Радуга — один из мотивов, над которым Куинджи работал во время своего молчания много лет. Композиционно это вариация картины «После дождя». Художник написал множество вариантов полотна, создавая смелые и по сути своей авангардные живописные решения. «Глубокомысленный грек», как называли Куинджи друзья, обожествлял природу. Ему, как ни никому в русском искусстве, был близок пантеизм. Современники вспоминали, что он не мог убить даже крошечную букашку. Легендой стала и любовь Куинджи к птицам — художник давал им приют на крыше своего дома, да ещё и самолично лечил. Долгие часы Архип Иванович проводил за созерцанием природы. Сейчас всё чаще говорят о близости художника русской философии конца XIX века: «интуитивный философ», он обращался к мотиву радуги как к мистическому явлению. Образ радуги занимал большое место в софиологии — важном разделе русской религиозной мысли. Софиологи воспринимали радугу как живой образ всеединства, в котором неразрывно соединены земля и небо.

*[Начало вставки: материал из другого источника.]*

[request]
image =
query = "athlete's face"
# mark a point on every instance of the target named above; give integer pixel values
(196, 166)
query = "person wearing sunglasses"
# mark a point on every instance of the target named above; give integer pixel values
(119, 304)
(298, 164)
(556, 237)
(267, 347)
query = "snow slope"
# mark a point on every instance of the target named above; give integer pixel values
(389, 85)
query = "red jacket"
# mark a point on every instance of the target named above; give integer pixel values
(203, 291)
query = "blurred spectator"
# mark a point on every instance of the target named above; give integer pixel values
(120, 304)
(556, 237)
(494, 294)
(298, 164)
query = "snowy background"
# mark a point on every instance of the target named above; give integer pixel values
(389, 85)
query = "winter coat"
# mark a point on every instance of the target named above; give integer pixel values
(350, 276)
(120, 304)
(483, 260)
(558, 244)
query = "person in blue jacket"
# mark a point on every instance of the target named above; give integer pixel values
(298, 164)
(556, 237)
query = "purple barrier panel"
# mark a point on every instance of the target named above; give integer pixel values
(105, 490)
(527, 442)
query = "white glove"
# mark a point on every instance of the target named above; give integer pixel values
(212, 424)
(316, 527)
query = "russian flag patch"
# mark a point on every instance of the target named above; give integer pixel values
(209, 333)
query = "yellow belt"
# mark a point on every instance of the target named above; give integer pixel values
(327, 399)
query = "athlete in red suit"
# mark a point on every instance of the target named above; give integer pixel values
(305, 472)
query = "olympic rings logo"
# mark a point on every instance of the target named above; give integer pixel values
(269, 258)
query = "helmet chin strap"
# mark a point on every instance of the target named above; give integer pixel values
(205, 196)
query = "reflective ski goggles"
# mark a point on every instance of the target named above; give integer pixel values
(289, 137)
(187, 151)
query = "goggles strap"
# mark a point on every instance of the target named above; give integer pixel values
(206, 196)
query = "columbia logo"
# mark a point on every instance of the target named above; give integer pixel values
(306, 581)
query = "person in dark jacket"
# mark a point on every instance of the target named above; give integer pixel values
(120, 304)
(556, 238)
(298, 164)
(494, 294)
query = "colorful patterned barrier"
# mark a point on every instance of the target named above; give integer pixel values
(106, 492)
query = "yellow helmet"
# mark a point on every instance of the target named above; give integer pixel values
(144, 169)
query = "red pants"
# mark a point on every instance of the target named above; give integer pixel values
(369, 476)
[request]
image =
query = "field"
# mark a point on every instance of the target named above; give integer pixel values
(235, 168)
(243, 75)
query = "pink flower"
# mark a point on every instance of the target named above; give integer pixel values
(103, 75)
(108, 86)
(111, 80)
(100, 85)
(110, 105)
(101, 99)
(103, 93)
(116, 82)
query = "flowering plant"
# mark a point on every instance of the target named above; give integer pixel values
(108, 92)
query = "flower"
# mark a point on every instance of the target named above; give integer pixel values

9. Христос в Гефсиманском саду
В 1901 году Куинджи внезапно прервал почти 20-летнее молчание, устроив несколько закрытых домашних показов. Близким знакомым он представил четыре новых произведения. Среди избранных зрителей были художники Илья Репин, Константин Маковский, Михаил Боткин, химик Дмитрий Менделеев с супругой, писательница Екатерина Леткова и архитектор Николай Султанов. Часть работ представляли варианты куинджиевских шедевров — «Вечер на Украине», «Днепр», «Берёзовая роща».
Кто-то мог предположить, что у художника истощилась фантазия и он повторяется, но варианты одного сюжета писали и импрессионисты, передавая неповторимость пейзажа в разное время суток. Кстати, Александр Бенуа считал, что Куинджи сыграл роль русского Клода Моне, «показавшего прелесть самой краски, её вибрирования, её звона».
Но одна картина была написана на совершенно новый, не свойственный для Куинджи сюжет — «Христос в Гефсиманском саду». Критик Иероним Ясинский, посвятивший этому показу статью «Магический сеанс у А. И. Куинджи», писал: «…мы увидели тёмный густолиственный кедровый и масличный сад на горе Елеонской с яркой тёмно-голубой прогалиной посредине, по которой, облитый тёплым лунным светом, шествовал Спаситель мира. Это — не лунный эффект, это — лунный свет во всей своей несказанной силе, золотисто-серебряный, мягкий, сливающийся с зеленью дерев и травы и проникающий собою белые ткани одежды. Какое-то ослепительное, непостижимое видение…»
Товарищи по передвижничеству нередко обращались к библейским сюжетам, но у Куинджи фигура Христа предстаёт именно тем, чем в христианстве является изначально, — самим Светом. И хотя критики часто обвиняли художника в погоне за пустыми эффектами, эта картина — ещё одно свидетельство, что художник придавал свету чуть ли не религиозное значение.
10. Эльбрус. Лунная ночь
Пусть сам Куинджи считал, что его «голос ослабел», но работы, написанные в «годы молчания», свидетельствуют об обратном. Всенародно любимого «шедевра» он действительно не создал, зато в своих поисках вплотную приблизился к беспредметности. За закрытыми дверями мастерской и на пленэре Куинджи работал над различными мотивами. Закат, рассвет, ночь, дубы, радуга, море — серии пейзажей складывались почти что в музыкальные сюиты. Одним из любимых куинджиевских мотивов становятся горы — Кавказа и Крыма.
Впервые Куинджи посетил Кавказ в 1888 году по приглашению художника Николая Ярошенко. Космические виды кавказских гор он изображал в разное время суток. Куинджи теперь не привлекают сиюминутные драматичные состояния природы, он всё больше идеализирует пейзаж, доводя реальность почти до знака. Он настолько смело обобщает изображение, что в своих поздних этюдах оказался как никогда близок к абстракции.